In a different paper, Barry Dickson of the Howard Hughes Medical Institute’s Janelia Farm Research Campus in Virginia and his colleagues identified neurons that help determine whether a female fly will be receptive to mating in the first place.

Ejaculate from male flies contains a molecule called sex peptide, which makes female flies less likely to engage in additional sexual behavior after mating. Dickson and his colleagues previously established that sex peptide interacts with a receptor in sensory neurons of the female reproductive tract.

For the present study, the team identified a secondary set of neurons that relay the message from the reproductive sensory neurons to the Drosophila brain. The cells, called SAG neurons, project into the pars intercerebralis, a portion of the brain that is homologous with the mammalian hypothalamus.

Independently, Janelia Farm’s Bruce Baker and his colleagues identified a set of doublesex-expressing neurons in the brain that appear to regulate female flies’ response to male pheromones and courtship song. Doublesex is a transcription factor gene whose protein is spliced into either male or female versions and that helps determine sex during fly development.

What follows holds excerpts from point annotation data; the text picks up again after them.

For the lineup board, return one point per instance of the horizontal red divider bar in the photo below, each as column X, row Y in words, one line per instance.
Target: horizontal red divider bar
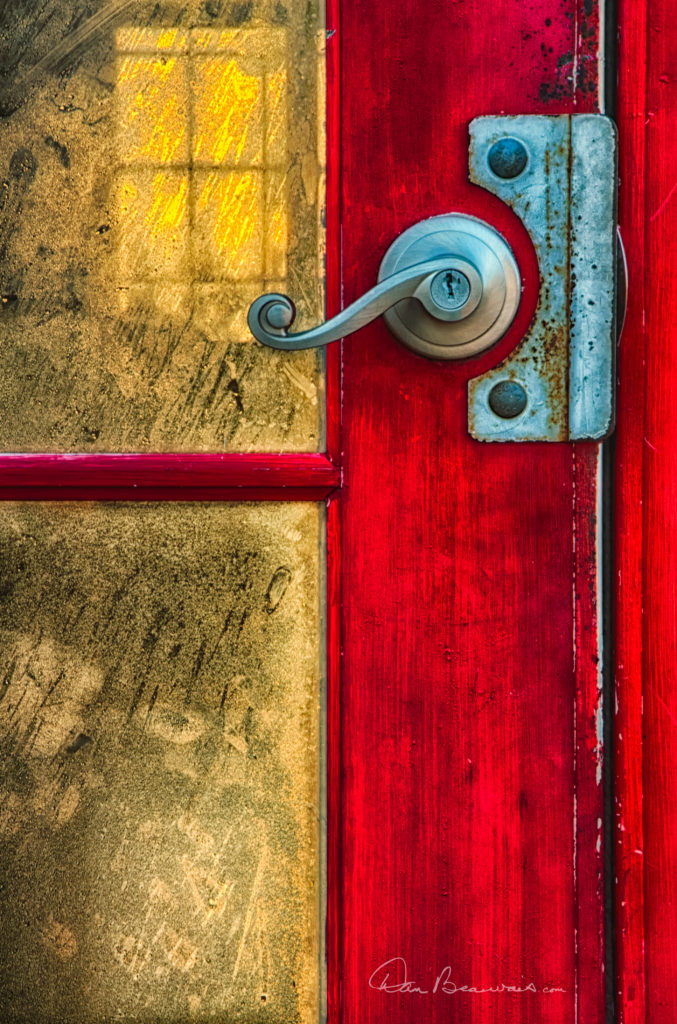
column 168, row 476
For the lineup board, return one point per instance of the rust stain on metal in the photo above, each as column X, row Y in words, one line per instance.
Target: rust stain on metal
column 540, row 198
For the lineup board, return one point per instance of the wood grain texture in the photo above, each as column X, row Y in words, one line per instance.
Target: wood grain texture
column 631, row 445
column 646, row 514
column 469, row 707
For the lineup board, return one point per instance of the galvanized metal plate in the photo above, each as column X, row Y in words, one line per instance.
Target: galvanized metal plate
column 565, row 196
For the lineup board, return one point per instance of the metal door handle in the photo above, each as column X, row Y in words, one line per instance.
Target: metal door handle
column 270, row 315
column 454, row 283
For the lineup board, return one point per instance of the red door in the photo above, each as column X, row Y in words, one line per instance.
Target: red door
column 470, row 693
column 468, row 869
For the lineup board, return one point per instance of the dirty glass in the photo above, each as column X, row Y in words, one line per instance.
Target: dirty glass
column 161, row 165
column 160, row 747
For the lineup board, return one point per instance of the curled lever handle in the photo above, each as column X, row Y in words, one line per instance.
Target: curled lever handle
column 270, row 315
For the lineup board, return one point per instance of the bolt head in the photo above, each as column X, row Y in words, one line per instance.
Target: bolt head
column 507, row 399
column 507, row 158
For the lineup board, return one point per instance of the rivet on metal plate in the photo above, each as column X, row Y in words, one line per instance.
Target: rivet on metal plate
column 563, row 188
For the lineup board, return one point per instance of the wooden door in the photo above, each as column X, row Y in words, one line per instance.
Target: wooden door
column 465, row 706
column 470, row 699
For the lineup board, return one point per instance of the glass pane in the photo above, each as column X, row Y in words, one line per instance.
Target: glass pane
column 163, row 165
column 160, row 739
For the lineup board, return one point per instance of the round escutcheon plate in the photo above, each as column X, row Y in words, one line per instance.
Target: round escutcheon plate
column 484, row 320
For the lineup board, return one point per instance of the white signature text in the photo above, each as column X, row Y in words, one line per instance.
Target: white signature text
column 392, row 977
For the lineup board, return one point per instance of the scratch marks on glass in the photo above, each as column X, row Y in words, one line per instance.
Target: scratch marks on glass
column 159, row 753
column 164, row 168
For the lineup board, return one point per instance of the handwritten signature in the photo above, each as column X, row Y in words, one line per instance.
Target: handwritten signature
column 392, row 977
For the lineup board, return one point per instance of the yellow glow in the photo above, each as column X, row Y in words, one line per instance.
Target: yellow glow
column 227, row 103
column 154, row 94
column 229, row 211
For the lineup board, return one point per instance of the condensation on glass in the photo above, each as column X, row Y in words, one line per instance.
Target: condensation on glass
column 160, row 742
column 162, row 165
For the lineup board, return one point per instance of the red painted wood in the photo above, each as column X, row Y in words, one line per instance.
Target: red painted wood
column 471, row 803
column 646, row 514
column 174, row 475
column 333, row 230
column 631, row 444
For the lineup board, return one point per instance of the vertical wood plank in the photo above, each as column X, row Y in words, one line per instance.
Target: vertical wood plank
column 471, row 797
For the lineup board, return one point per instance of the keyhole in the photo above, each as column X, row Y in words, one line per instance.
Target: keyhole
column 450, row 290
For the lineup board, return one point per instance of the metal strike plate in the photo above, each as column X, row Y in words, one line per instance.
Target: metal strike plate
column 564, row 193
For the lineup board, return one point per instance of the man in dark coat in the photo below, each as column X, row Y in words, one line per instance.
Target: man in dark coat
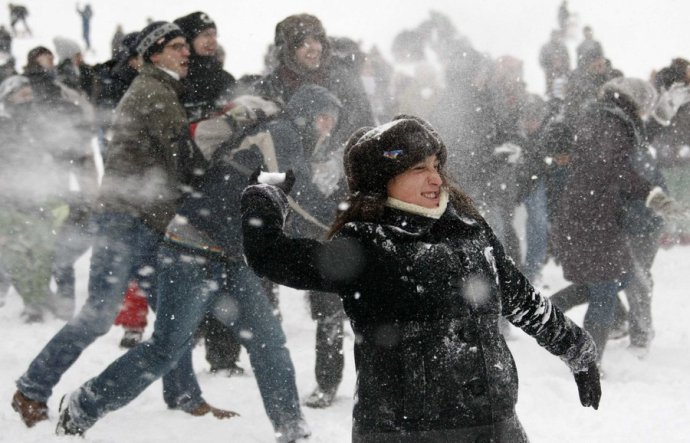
column 555, row 61
column 150, row 162
column 424, row 287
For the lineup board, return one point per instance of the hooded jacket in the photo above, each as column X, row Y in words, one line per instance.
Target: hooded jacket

Specifically, the researchers found that activating either of two groups of doublesex-expressing neurons, called the pCd and the pC1 clusters, led to increased receptivity to male overtures, while silencing either of the clusters led to reduced receptivity. Using calcium imaging, the team tracked these neuron clusters in the presence of a male pheromone or of a male courtship song and found that neurons in both clusters responded to the pheromone and that neurons in the pC1 cluster responded to courtship song.

“All three papers describe some neurons in some way that tie into receptivity,” said Dickson, who is also a coauthor of Bussell’s paper. “But how they fit together? There’s no clue at the moment.”

He speculated that the SAG neurons may eventually interact with the doublesex-expressing pCd and pC1 neurons. SAG neurons may dampen sensitivity of the doublesex-expressing neurons to male courtship cues. The action of the Abd-B neurons is likely downstream from any pCd or pC1 activity, added Dickson. The neurons are specifically activated in situations where sensory cues and the fly’s reproductive state combine to signal that it’s time for mating.

The female fruit fly mating circuit is far from completed, said Baker. Still, studying female receptivity could help researchers understand more broadly how neuronal circuits can take multiple sources of information into account and produce behaviors, he said.

“I think it’s a very exciting thing to study, because some place in that female head is integrating a whole lot of information and making a decision,” said Baker. “She’s integrating information from a lot of different sensory modalities and putting it all together to make a decision, and how that’s done is not very clear in almost any case in nervous systems.”

J.J. Bussell et al., “Abdominal-B neurons control Drosophila virgin female receptivity,” Current Biology, doi:10.1016/j.cub.2014.06.011, 2014.

K. Feng et al., “Ascending SAG neurons control sexual receptivity of Drosophila females,” Neuron, 83:135-48, 2014.

C. Zhou et al., “Central brain neurons expressing doublesex regulate female receptivity in Drosophila,” Neuron, 83:149-63, 2014.